Из записок вундеркинда Лимонадуса
"Если бы я умел летать, я облетел бы весь мир, и когда я думаю об этом, мне становится грустно,
– Скажи, стиль - это очень важно?
– спросила меня Элисса. - Один мой знакомый вообразил, что он медная наковальня, и выбросился из окна. Но наковальня* - это не мой стиль, и благодаря этому, я три года жил на пятнадцатом этаже и так и не поддался искушению. Вот что значит разница в стиле!
– Летим, а? - Кажется, летим. Ну да, точно! Летим. - Вот дела. А куда, как вы думаете? - Куда? Хм. Кажется... впрочем, дайте-ка проверю... так я и думал! Вниз. - Вы сказали, вниз? - Ну да, вниз. Точно. - Дела... Так это что, падаем? - Вроде как... Да. - Падаем, значит. И что вы думаете? - Что? - Долго нам ещё? - Вы имеете в виду, долго ли нам ещё падать? То есть, если я вас правильно понял, какова глубина этого... этой... Поживём - увидим. - Поживём - увидим, вы сказали? - Да, именно. Именно так. Поживём - увидим.
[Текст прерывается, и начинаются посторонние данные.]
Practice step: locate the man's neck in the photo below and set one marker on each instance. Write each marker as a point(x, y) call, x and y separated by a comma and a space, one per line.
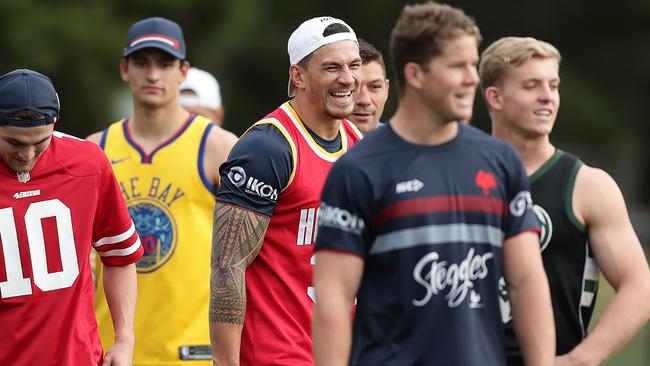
point(533, 151)
point(150, 127)
point(323, 125)
point(419, 124)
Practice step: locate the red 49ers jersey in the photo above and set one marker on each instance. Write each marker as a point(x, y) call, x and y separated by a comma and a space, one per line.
point(277, 327)
point(47, 225)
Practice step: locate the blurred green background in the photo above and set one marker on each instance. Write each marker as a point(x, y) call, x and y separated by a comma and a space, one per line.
point(605, 70)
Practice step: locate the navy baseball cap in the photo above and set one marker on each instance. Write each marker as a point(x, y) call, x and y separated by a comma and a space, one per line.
point(158, 33)
point(24, 89)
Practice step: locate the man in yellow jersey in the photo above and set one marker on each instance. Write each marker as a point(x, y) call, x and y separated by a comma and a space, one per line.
point(166, 162)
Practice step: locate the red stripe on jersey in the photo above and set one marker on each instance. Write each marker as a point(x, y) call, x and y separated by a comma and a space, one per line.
point(418, 206)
– А серьёзно? - "Le style c'est l'homme", - как сказал мсье Бюффон. "Стиль - это человек". А я бы сказал: "Le style c'est la livre" - "стиль - это и есть книга". У каждой страны, в которую ты приходишь, свой язык. И что бы ты ни писал на нём, ты будешь писать эту страну - её природу, её мифологию. И если ты попытаешься написать что-то другое, у тебя либо ничего не получится... - У меня-то точно ничего не получится. - Ах, как вы любите перебивать, мадемуазель. Она пожала плечиками со вздохом. Ах. - Либо, - продолжал я, - ты всё равно напишешь эту страну и никакую другую. Причём независимо от своего желания или нежелания; ты можешь хотеть что угодно, но... получится то, что должно получиться. Вообще, от желания художника зависит... почти ничего не зависит. Что может художник? Только лгать или не лгать... - Время лекции ещё не пришло, - напомнил Скарамуш. - Это не лекция, магистр. - Что же это тогда, и на что похоже, - сказал Скарамуш и недовольно поджал губы. - Выпейте вина, - предложила Элисса. - Садитесь и слушайте, - сказал я.
– Хотите курить? - Не хочу, - сказал Скарамуш и отвернулся к Элиссе.
– Благодарю вас, мадемуазель. - Итак... Я забыл, о чём я говорил. - Неудивительно, - вставил Скарамуш. - Элисса. - О художнике и его стиле. - Да. Искать нужно, вот что. Скарамуш тихо сказал: "Браво", - и пробормотал что-то по-итальянски. - Я хотел бы сказать ещё пару слов о модернизме... - Вы не по летам мудры, - заметил Скарамуш. - Не по летам?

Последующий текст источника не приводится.